When you are using public money to build and maintain public buildings it is imperative to develop environmental performance standards.
Buildings have incredible direct and indirect impacts on the environment and annual budgets. Construction, demolition, occupancy, renovations, user energy usage, building energy usage, waste, emissions, and material consumption all impact the community that the building exists within. To that end, various standards and certifications have been developed from LEED, EarthCraft, Energy Star, to Green Globes to help measure impacts on the community and provide a platform for comparisons.
So why do public buildings need an environmental performance standard? Because public buildings need to last for many generations and use tax payer money wisely. We need to have a long-term view of these buildings that will be there for a long-term. If they are not built to minimize energy usage over the years they are not using tax payer money wisely. If they are not durable, the are not using tax payer money wisely. If they are simply built to code minimum (the worst possible construction allowed by law) we are wasting our future resources. Without establishing an environmental performance standard public buildings will not last the test of time without the need for major renovations and more money. This is not a wise use of our resources and not the legacy that we should want to leave for future generations.

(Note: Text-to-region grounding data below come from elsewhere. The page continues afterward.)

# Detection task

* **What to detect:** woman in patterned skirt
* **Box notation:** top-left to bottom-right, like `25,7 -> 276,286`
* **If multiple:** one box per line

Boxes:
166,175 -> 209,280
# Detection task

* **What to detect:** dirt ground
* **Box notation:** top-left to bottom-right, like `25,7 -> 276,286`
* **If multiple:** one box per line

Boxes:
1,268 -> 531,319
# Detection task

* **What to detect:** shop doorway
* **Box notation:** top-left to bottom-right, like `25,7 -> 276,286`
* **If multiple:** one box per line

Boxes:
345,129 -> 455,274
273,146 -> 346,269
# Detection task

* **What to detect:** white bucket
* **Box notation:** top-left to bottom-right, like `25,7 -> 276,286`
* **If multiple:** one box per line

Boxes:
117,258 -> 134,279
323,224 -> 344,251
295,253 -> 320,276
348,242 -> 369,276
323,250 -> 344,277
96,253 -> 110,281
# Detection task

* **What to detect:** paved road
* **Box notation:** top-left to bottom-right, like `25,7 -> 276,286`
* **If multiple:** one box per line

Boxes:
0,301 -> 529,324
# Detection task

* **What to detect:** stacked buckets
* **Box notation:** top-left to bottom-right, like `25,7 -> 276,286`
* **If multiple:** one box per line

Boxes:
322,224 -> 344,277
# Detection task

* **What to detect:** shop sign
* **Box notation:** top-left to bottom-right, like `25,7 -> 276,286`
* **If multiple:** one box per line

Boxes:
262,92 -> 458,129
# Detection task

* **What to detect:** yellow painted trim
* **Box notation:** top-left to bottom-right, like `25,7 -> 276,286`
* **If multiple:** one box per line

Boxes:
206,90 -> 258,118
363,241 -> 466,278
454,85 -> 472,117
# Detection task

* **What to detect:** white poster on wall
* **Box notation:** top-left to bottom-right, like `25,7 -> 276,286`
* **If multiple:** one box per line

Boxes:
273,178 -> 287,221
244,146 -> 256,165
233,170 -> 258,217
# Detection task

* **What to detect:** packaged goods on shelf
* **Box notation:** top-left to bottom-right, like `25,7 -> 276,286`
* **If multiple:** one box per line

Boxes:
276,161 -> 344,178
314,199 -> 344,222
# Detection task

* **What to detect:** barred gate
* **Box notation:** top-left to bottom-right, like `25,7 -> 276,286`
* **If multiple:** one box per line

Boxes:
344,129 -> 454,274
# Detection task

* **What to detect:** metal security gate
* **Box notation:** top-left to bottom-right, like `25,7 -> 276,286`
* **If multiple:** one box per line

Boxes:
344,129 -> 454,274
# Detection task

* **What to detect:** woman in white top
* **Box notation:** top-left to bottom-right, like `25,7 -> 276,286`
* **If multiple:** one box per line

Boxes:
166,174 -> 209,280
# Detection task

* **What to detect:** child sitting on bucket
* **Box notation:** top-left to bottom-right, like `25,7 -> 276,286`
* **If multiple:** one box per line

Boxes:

So what is an environmental performance standard? A standard is simply a set of guidelines and criteria against which a product can be judged. For buildings this might take the form of a certification standard or energy use intensity (measure of energy used per square foot). It may even be a goal for zero energy usage. It may be a goal of 25% better than code minimum. It may be a unique standard developed by the community to address resources beyond just energy use. However, without stating a specific goal, the default goal is code minimum and more money needed to operate and maintain the building over the life of the building.